UN chief presses large nations to ratify Paris climate accord at earliest

Ban urged China and the United States, the world's top two greenhouse gas emitters, to ratify the deal, and also pushed Argentina, Latin America's third largest economy, to do the same. Photograph: (Reuters)

Reuters Buenos Aires Aug 09, 2016, 08.54 AM (IST)

UN Secretary-General Ban Ki-moon urged Argentina and other large nations to ratify the Paris climate accord at a Buenos Aires conference on Monday, and Argentina's foreign minister said she hoped the country would do so by the end of the year.

In December 2015, some 195 countries reached an agreement in Paris that obligates states to take concrete measures to curb emissions that contribute to climate change. But the pact will not go into force until it is ratified by 55 countries representing 55 per cent of global greenhouse emissions.

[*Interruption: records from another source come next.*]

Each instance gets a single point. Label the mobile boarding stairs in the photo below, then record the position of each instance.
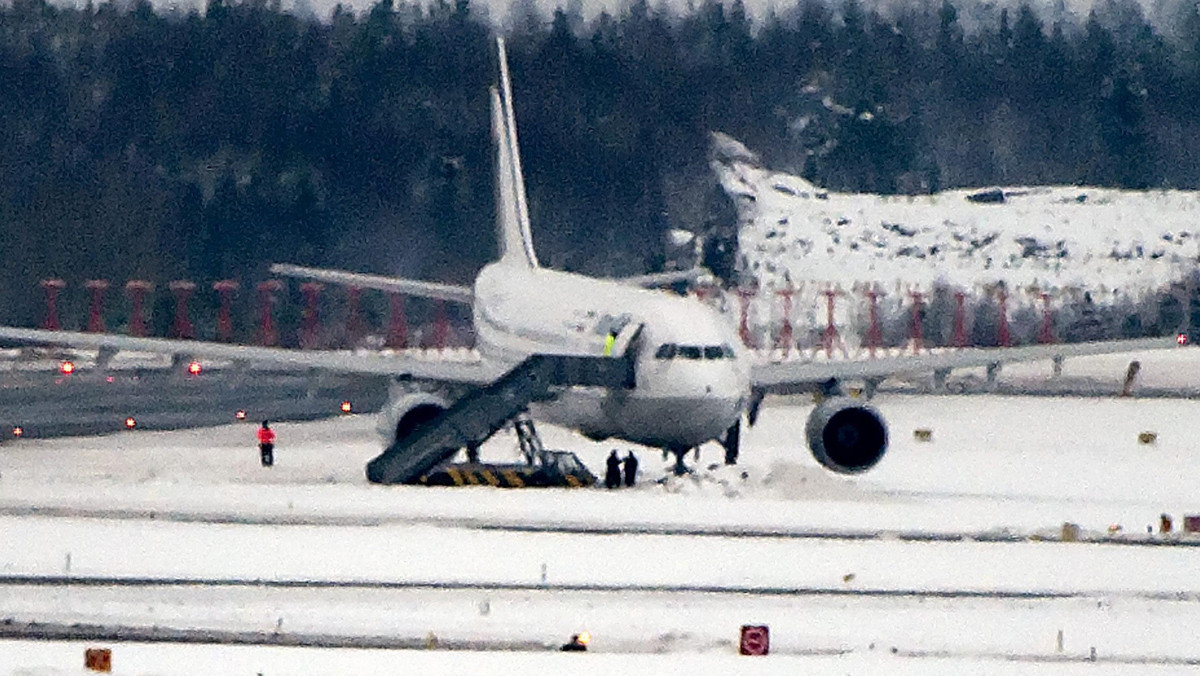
(474, 418)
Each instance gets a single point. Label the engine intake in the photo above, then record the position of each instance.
(846, 436)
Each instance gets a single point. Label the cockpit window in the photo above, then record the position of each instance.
(714, 352)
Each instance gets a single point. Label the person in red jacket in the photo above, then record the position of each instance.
(267, 443)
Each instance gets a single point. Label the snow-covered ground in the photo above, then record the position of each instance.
(1121, 247)
(943, 560)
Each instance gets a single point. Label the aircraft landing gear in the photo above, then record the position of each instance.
(679, 453)
(732, 443)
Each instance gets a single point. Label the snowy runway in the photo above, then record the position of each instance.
(945, 552)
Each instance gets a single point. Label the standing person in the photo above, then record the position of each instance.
(267, 443)
(630, 470)
(612, 476)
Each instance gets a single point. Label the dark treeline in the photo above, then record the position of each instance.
(205, 145)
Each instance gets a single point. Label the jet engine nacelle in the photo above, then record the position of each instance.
(406, 412)
(846, 436)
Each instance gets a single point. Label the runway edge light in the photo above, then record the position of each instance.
(99, 659)
(755, 640)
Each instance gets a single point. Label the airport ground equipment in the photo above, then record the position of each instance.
(474, 418)
(552, 468)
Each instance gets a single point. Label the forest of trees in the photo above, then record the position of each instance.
(136, 143)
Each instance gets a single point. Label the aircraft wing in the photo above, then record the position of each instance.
(473, 371)
(381, 282)
(795, 375)
(665, 279)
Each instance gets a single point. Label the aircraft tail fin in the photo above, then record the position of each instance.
(511, 208)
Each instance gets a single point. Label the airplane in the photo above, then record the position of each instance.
(694, 381)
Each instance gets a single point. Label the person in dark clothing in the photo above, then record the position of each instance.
(267, 444)
(612, 476)
(630, 470)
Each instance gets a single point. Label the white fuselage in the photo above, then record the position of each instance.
(685, 394)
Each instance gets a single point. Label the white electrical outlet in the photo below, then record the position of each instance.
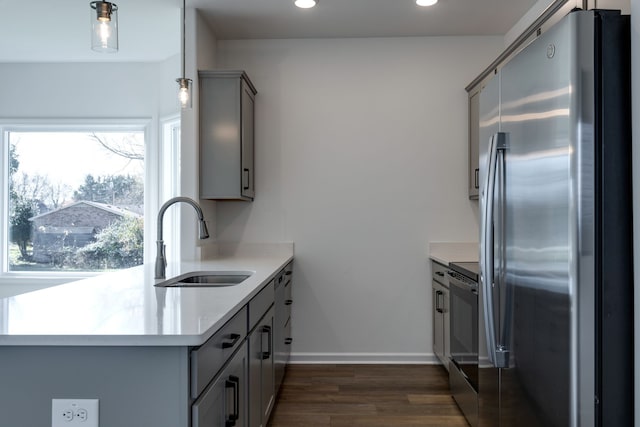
(75, 412)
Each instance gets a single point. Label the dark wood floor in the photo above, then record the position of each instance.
(366, 395)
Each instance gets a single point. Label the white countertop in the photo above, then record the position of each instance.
(446, 252)
(124, 308)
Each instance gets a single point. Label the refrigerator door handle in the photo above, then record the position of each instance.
(496, 352)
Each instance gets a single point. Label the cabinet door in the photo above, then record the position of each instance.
(438, 321)
(248, 175)
(223, 403)
(261, 371)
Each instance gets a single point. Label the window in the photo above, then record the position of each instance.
(75, 198)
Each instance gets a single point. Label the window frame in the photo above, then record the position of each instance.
(43, 279)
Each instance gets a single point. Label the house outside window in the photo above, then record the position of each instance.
(75, 199)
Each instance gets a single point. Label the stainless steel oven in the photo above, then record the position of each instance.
(463, 367)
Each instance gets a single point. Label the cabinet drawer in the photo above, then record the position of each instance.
(260, 304)
(209, 358)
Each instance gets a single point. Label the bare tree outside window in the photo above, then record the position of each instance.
(76, 200)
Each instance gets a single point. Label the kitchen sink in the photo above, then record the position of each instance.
(206, 279)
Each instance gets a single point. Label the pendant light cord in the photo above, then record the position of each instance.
(184, 29)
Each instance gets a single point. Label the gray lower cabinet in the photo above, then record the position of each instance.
(282, 328)
(224, 402)
(226, 135)
(441, 317)
(261, 368)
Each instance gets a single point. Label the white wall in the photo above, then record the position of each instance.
(200, 55)
(361, 160)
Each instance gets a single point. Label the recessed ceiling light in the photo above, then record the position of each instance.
(306, 4)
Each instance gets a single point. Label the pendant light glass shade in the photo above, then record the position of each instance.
(104, 26)
(305, 4)
(185, 97)
(184, 93)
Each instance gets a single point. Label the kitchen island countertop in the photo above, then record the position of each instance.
(124, 308)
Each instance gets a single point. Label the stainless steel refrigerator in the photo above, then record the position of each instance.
(556, 291)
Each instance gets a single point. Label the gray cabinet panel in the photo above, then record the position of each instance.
(209, 358)
(261, 373)
(282, 320)
(260, 303)
(441, 321)
(226, 135)
(224, 402)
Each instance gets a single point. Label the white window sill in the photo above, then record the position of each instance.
(11, 285)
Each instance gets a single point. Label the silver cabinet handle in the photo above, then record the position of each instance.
(247, 175)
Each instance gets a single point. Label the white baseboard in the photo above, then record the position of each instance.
(365, 358)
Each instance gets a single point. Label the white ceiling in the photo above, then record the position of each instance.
(46, 31)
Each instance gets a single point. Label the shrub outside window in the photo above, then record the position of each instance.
(76, 200)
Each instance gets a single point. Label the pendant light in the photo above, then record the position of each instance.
(305, 4)
(184, 84)
(104, 26)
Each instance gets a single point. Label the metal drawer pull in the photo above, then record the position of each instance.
(247, 172)
(234, 383)
(234, 340)
(267, 354)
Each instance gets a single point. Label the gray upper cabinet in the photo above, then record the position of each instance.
(474, 128)
(226, 135)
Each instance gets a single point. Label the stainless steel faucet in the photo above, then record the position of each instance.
(161, 260)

As of now, only 22 countries have done so, many of them small, vulnerable island nations that account for a negligible percentage of emissions.

Ban urged China and the United States, the world's top two greenhouse gas emitters, to ratify the deal, and also pushed Argentina, Latin America's third largest economy, to do the same.

"When we add up the two countries greenhouse gas emissions, it comes to almost 40 per cent" of global emissions, Ban said of the United States and China.

"So 55 per cent may not be difficult to achieve, and I urge Argentina to ratify as soon as possible."

In response, Argentina's foreign minister, Susana Malcorra, who is running to replace Ban as UN secretary-general, said the accord has already been approved by one chamber of Congress and she hopes Argentina will have it ratified by the next major UN climate summit in December.

At the event in Buenos Aires, Ban also thanked Argentina for a recent commitment to take in 3,000 refugees from various war-torn locations.

"This kind of solidarity, sign of humanity, should be emulated by many people around the world," Ban said.